Gossetts argues that the mistake is inconsequential which, in its estimation, would render the matter irrelevant. Yet, the authority we cited above did not incorporate into the mistake equation an element of severity or harm attributable to the mistake. And, to the extent that some de minimus mistake would fall outside the doctrine's scope, the umpire at bar agreed, while being deposed, that his estimate "on the roof" could not be recalculated since the award did not evince how the "sausage" was made. That umpire did not testify, nor did the record contain evidence, that the effect of the mistake was miniscule. Indeed, pictures of the area in question after being repaired by the actual owner dispel the notion that the mistake had little to no consequence on the final award. The sum attributable to repairing the unowned portion may be small in relationship to the cost of repairing the rest of the roof, but certainly one could not reasonably attribute the cost to be non-existent or de minimis given the evidence of record.

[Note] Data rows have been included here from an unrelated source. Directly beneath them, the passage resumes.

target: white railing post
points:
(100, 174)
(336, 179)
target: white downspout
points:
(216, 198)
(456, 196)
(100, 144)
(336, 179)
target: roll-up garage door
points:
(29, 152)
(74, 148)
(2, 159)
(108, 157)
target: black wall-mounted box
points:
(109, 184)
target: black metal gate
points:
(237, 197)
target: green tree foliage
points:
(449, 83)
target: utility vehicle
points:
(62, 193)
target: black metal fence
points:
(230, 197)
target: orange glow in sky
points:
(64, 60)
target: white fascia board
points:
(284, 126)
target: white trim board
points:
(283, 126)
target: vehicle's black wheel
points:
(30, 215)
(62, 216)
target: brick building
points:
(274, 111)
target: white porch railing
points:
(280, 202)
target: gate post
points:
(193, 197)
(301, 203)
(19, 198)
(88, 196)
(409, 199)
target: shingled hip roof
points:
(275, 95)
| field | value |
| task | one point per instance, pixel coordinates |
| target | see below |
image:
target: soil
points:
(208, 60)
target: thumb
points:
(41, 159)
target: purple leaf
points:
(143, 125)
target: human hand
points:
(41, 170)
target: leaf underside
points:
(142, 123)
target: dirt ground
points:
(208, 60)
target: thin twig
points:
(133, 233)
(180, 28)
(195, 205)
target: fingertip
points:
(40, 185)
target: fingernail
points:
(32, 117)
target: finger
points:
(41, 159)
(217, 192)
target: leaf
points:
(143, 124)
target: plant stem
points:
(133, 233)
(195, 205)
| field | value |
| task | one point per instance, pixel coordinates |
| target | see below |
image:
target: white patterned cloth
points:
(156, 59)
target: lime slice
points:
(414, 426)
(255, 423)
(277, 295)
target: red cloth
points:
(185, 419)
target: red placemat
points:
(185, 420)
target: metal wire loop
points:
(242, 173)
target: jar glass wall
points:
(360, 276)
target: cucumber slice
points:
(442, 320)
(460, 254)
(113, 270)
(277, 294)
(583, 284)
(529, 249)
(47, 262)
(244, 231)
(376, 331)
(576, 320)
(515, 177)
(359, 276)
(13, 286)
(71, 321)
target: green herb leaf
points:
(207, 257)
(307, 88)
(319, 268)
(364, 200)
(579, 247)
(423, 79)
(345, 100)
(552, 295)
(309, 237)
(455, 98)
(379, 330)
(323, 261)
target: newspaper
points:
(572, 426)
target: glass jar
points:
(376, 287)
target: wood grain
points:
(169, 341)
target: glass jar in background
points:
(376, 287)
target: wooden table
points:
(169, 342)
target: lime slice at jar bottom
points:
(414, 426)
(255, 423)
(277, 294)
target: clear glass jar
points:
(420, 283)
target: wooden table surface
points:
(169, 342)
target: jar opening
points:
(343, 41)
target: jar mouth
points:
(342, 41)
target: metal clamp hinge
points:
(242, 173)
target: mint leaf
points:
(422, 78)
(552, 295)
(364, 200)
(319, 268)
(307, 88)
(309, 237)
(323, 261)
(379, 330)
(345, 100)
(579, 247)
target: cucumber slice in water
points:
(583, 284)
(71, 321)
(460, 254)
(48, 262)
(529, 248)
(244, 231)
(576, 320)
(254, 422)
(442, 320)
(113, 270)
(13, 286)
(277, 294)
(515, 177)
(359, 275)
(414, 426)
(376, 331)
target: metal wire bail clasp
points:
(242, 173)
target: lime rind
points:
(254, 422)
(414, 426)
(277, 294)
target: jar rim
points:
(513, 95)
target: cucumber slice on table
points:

In short, the uncontested summary judgment evidence established, as a matter of law, the existence of mistake. When reviewing decisions regarding cross-motions for summary judgment, we consider the evidence presented by each movant, determine all questions presented, and, if the court erred, render the judgment the trial court should have rendered. Tex. Workforce Comm'n v. Wichita Cty, 548 S.W.3d 489, 492 (Tex. 2018). The judgment the trial court should have entered was one granting United Fire's traditional motion and vacating the appraisal award due to mistake. And, because the judgment actually entered and awarding damages to Gossetts was dependent upon the existence of a viable appraisal award, the judgment must be reversed.
No-Evidence Motion
The foregoing decision would effectively dispose of the appeal. Yet, because United Fire also moved for a no-evidence summary judgment, authority obligates us to consider aspects of it as well. Indeed, that should have been the first matter we considered, according to precedent. See KMS Retail Rowlett, LP v. City of Rowlett, ___ S.W.3d ___, ___, 2019 Tex. LEXIS 463, at *10 (Tex. May 17, 2019) (stating that "when parties move for summary judgment on both traditional and no-evidence grounds, we first consider the no-evidence motion").
The three grounds mentioned in United Fire's no-evidence motion concerned the causes of action founded upon breached contract and the violation of Texas Insurance Code provisions involving misrepresentation. As previously mentioned, the latter claims were severed from the former into a separate suit; they are not part of this appeal. Thus, we address only the argument pertaining to the breached contract claim.
Per the argument, United Fire alleged that Gossetts had no evidence that hail from the May 2013 storm in question damaged the roof. Our review of the summary judgment record uncovered such evidence within the deposition of Owens. He testified that both he and the appraiser for United Fire discovered hail damage. See Ford Motor Co. v. Ridgway, 135 S.W.3d 598, 600 (Tex. 2004) (stating that a question of material fact arises and precludes summary judgment if more than a scintilla of evidence establishing the existence of the challenged element is provided). Consequently, the trial court did not err in denying this ground of the no-evidence motion.
The final judgment is reversed, and the cause is remanded to the trial court for further proceedings.